Entertainment

'Shame on you': Snapchat stocks slide, users flee after Rihanna snaps back about ad

After Snapchat apologized for the offending advertisement, Rihanna unleashed a torrent of criticism on behalf of domestic violence victims.
After Snapchat apologized for the offending advertisement, Rihanna unleashed a torrent of criticism on behalf of domestic violence victims. File

Snapchat offended a lot of people with an advertisement belittling Rihanna's and Chris Brown's violent past.

Though the embattled social media company has apologized for it twice, Rihanna snapped back on behalf of domestic violence victims on Thursday.

“Now Snapchat, I know you already know you ain’t my fav app out there,” she wrote in an Instagram Stories post, according to pop culture website Uproxx. “But I’m just trying to figure out what the point was with this mess! I’d love to call it ignorance, but I know you ain’t that dumb!"

"You spent money to animate something that would intentionally bring shame to DV victims and made a joke of it!!! This isn’t about my personal feelings, cause I don’t have much of them…

"But all the women, children, and men that have been victims of DV in the past and especially the ones who haven’t made it out yet. … You let us down! Shame on you. Throw the whole app-oligy away.”

The ad, for a game called "Would You Rather," asked Snapchat users if they'd rather "slap Rihanna" or "punch Chris Brown."

The reference was painfully obvious to Rihanna fans. In 2009, Brown was convicted of assaulting Rihanna as they sat in his car. The two stars were dating at the time. Brown wound up serving time on probation, performing community service and going through domestic violence counseling.

Snapchat removed the controversial ad earlier this week and released an apology to the BBC.

"The advert was reviewed and approved in error, as it violates our advertising guidelines," the company's statement said. "We immediately removed the ad last weekend, once we became aware. We are sorry that this happened."

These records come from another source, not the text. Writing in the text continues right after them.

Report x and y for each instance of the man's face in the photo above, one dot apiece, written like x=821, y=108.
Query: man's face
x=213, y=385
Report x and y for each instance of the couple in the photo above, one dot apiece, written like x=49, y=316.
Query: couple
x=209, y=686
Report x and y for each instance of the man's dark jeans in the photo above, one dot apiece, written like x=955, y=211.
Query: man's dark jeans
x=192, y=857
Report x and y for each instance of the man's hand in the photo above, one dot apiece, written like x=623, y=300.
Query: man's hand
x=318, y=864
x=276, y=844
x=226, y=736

According to Snapchat, the mobile video game ad, which is not directly affiliated with the app, has been blocked from the platform after failing to follow Snapchat's advertising policies which forbid "shocking, sensational or disrespectful content."

Snapchat is an app that lets users send photos and messages that disappear.

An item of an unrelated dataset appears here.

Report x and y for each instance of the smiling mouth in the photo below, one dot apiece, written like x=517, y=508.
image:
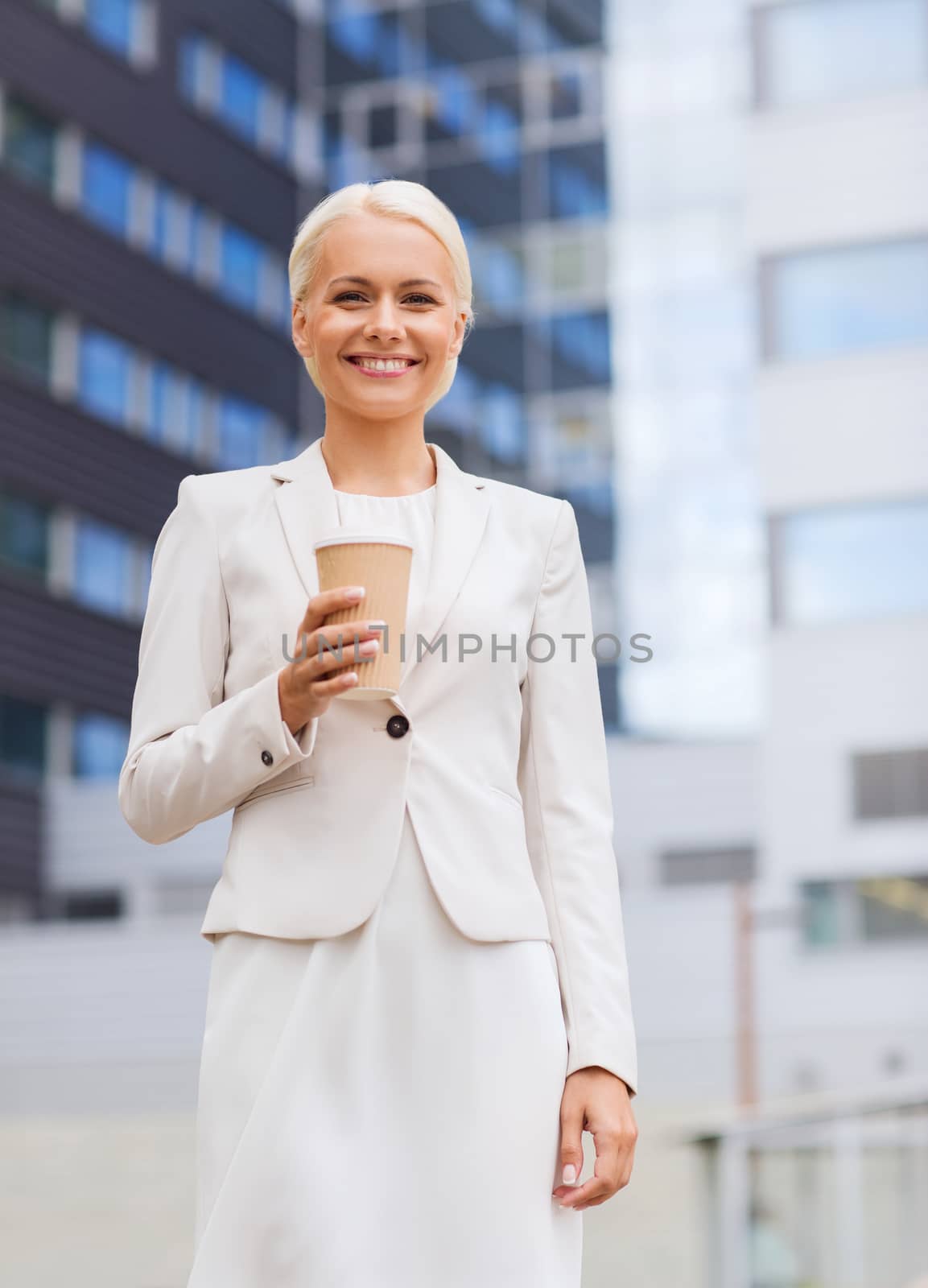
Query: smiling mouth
x=382, y=364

The singer wasn't the only one who called out Snapchat for being insensitive. Chelsea Clinton raised her voice about it on Twitter, too.

Snapchat stocks fell almost 5 percent Thursday after Rihanna issued her scathing statement, according to Bloomberg and CNBC. It's the second time in a month that a celebrity has caused chaos for Snapchat's bottom line.

Last month Kylie Jenner tweeted that she didn't like the app's redesign and Snap shares fell 7 percent, according to CNBC.

Snapchat double-downed on denouncing the ad on Thursday as the Rihanna fallout exploded.

"This advertisement is disgusting and never should have appeared on our service," the company said in a new statement. "We are so sorry we made the terrible mistake of allowing it through our review process. We are investigating how that happened so that we can make sure it never happens again."

As for Rihanna's millions of social media followers, many are taking her words to mean she wants them to delete the app, and many tweeted that they have begun to do just that.

Brown himself took a swipe at Snapchat on Thursday.

Through his attorney, Mark Geragos, Brown told E! News: "Whoever posted this at Snapchat needs to be slapped."